Well, there’s another category of natural-ness that’s not just a matter of less intervention, and I think it causes much of the artificial hue and industrial cry over the term. My personal shorthand for this category is Natural, as opposed to natural. And what does that seemingly insignificant capitalization mean?
That’s for part two.
The Wine Mule
April 25, 2010This reminds me of Sissela Bok's great book, "Lying: Moral Choice in Private and Public Life." Because asking whether a wine is "natural" is like asking whether something is "the truth." The truth is often not knowable. But it's opposite is easily knowable: Is something a lie? I find it tedious–strike that: pointlessly contentious–to discuss the "naturalness" of a wine. It is very much on point, on the other hand, to ask whether a wine has been made and marketed with the intent to deceive. You can come up with your own favorite examples, I'm sure.
thor iverson
April 26, 2010I don't find it tedious so much as circular and pointless, so maybe I'm closer to "pointlessly contentious" than I'd thought.

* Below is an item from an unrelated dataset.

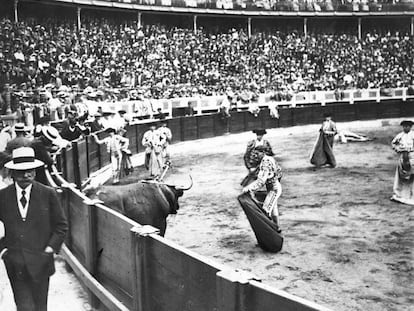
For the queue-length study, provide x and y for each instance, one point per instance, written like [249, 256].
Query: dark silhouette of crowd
[285, 5]
[105, 58]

But as we both said, the opposite clearly exists, which comes pretty close to proving the concept's existence.
As for deception, discretion is the better part of saving it for a future post…uh, I mean valor.
Vincent Fritzsche
April 28, 2010Such a complete argument. You haven't provided much room for debate. Nevertheless, I bristle at the term natural wine. Not with virulence mind you. Perhaps it's just semantics. To me, natural means essentially "as it was." Found objects for example. Wine isn't a found object. Even with a hands off approach (or lack of "approach") in the cellar, we can't forget all the intervention in siting, planting and tending the vineyard. I think a word like transparent better conveys the truth, perhaps even the nature of a wine from a given place. In that way, wine might not be natural but still conveys nature through transparency. I know it's violating one of the many points here, but really, until we're foraging for grapes like wild mushrooms and doing something but very little to turn them into wine, there's not much that's natural going on. And I'm fine with that.
thor iverson
April 28, 2010Well, completeness is both my skill and my burden. I wish I could meet brevity at a party somewhere and get to know her.
I don't like "transparent" because it already has a meaning in wine (and a meaning outside wine which might be applied to wine). As I think is suggested but not made explicit in the posts, "natural" doesn't mean what you assert it means when used by people who pursue the concept, and so to posit that it does and then argue against it is definitionally problematic. A straw man, as it's called in normal debates, but I don't want to ramp this up too much.
I've heard lots of alternatives — real wine, etc. — but don't care for any of them.
Vincent Fritzsche
April 28, 2010Then that's my problem. What does natural really mean? I know you're getting at it but I can't find the kernel. In using the term transparent, I mean to connect its meaning with what I believe is important when we talk about (I think) natural wine. Natural to me is "as it was" and wine is fundamentally something else, which is fine. What's natural about wine then is its ability to convey nature transparently. Maybe that's a straw man against "natural" though I don't mean it to be. Maybe that confuses what we mean in wine by transparent. I guess I can't think of many transparent wines that are fucked with, and most "natural" wines as I understand people to use the term tend to be pretty transparent to place and season. So it fits for me.